Giving Mothers a Human Side
The '70s still had a lot of standard supportive mothers, but there were some breakthroughs. In 1976, Alice debuted, with Linda Lavin playing a widow working as a waitress to support her son.
"In Alice, here was a mother who had to work, and we saw it," says Thompson.
In fact, the show focused more on Alice's interaction with "Kiss-My-Grits" Flo and the other denizens of Mel's Diner than it did on her parenting.
One Day at a Time, which premiered in December 1975, was about a divorced woman (Ann Romano, played by Bonnie Franklin) trying to bring up two headstrong daughters, pursue her own career and have a romantic life, too.
Ann was liberated, hot-tempered, and she didn't have all the answers (remember when older daughter Julie ran off with her boyfriend?).
"She was flawed in her parenting skills, she had her own personality and she didn't erase who she was for the sake of her kids," says Thompson.
But in the '80s, maternal perfection was back in vogue, as embodied by The Cosby Show's Clair Huxtable (Phylicia Rashad) — loving wife, attractive lawyer and supermom.
"Clair Huxtable is a throwback to Father Knows Best. In this case, it was 'Father and Mother Knows Best,' " says Thompson. "Clair Huxtable made Mrs. Brady look like chopped liver."
There were exceptions, as in the protagonists of Kate & Allie. Jane Curtin and Susan St. James played divorced moms who pooled their resources, sharing a home to make ends meet.
But for the most part, moms still fit a very conventional pattern, as evidenced by Maggie Seaver (Joanna Kerns) on Growing Pains and Elyse Keaton (Meredith Baxter Birney) on Family Ties.
"For all their modernity, these shows were incredibly old-fashioned in their presentation of the American family as heaven on earth and the American mother as angel," says Thompson.
Rosie the Riveting
The mom who broke the mold came swaggering on to the scene in 1988. Roseanne changed everything, says Mediaweek's Marc Berman, author of The Programming Insider, a daily newsletter.
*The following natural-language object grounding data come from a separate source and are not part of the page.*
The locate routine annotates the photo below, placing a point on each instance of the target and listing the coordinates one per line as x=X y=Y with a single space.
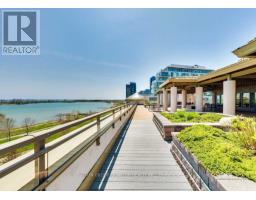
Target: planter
x=202 y=178
x=166 y=128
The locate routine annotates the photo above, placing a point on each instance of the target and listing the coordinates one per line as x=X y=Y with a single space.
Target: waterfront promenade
x=141 y=160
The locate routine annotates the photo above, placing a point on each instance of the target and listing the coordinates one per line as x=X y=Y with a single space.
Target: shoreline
x=36 y=101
"Roseanne was an ordinary housewife-slash-mother-slash-woman who's trying to make a living," says Berman. "She's very real."
Roseanne presided over a blue-collar family. Although she was happily married to Dan, she did not defer to him — in fact, the reverse was often true. She was loud, opinionated, but, as Thompson points out, "when all was said and done, she was a pretty decent parent."
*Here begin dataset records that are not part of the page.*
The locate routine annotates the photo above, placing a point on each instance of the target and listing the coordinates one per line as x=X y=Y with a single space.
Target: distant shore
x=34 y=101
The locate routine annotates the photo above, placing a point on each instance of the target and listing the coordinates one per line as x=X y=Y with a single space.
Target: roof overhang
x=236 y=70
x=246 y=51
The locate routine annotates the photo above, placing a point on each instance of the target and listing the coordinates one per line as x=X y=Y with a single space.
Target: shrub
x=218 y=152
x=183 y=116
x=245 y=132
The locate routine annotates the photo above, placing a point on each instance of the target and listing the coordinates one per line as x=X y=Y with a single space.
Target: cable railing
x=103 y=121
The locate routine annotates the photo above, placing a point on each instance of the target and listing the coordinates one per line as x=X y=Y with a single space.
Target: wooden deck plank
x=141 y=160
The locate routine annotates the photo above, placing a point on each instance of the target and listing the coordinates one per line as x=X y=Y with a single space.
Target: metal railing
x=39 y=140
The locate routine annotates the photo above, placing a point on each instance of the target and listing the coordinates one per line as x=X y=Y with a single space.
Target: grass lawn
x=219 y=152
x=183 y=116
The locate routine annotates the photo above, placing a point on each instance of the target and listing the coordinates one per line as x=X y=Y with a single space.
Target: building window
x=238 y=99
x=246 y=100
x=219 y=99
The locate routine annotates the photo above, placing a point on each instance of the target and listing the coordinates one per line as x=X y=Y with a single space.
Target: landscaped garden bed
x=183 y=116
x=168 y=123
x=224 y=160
Some of Roseanne's Domestic Goddess powers may have filtered down to Debra Barone (Patricia Heaton). While Everybody Loves Raymond, Debra isn't just a soothing background figure. "She's the glue that keeps that family together," says Berman.
Most television mothers now work outside the house, and that has done a lot to shake up TV family dynamics, says Cristina Pieraccini, professor of communication studies at the State University of New York at Oswego.
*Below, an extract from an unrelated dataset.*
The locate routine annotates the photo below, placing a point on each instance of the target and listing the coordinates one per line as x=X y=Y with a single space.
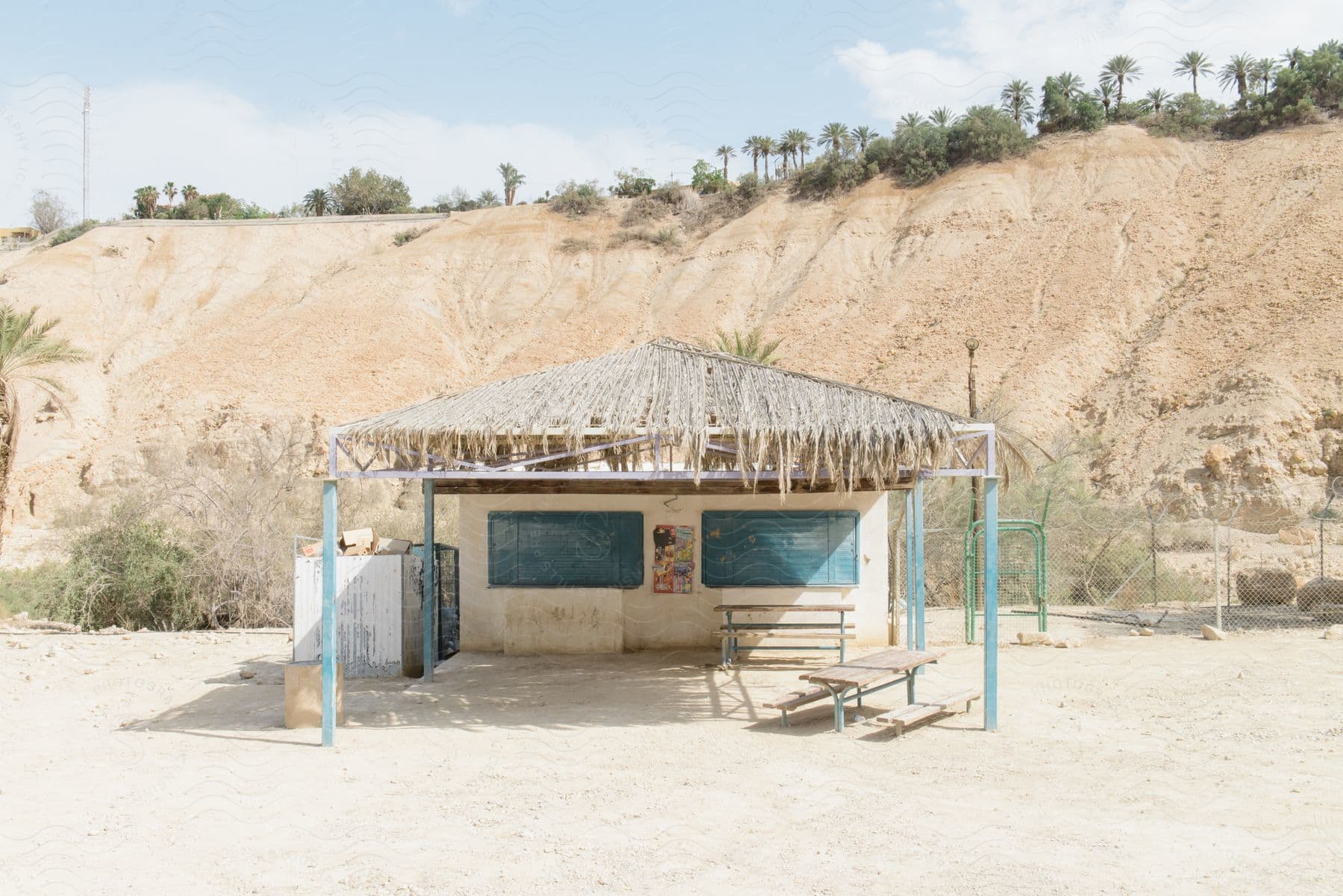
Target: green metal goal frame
x=974 y=577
"I think the biggest change is that it's skewed toward the career woman much more so than it was in previous decades," she says.
And now, says Pieraccini, "Career women are not presented as they were in the '70s, as superwomen, but as women who have to try to balance [work, home and family] and sometimes have trouble balancing."
Berman sees Gilmore Girls as a good example. Fast-quipping, unconventional Lorelei (Lauren Graham) became pregnant at 16 and brought up daughter Rory (Alexis Bledel) alone.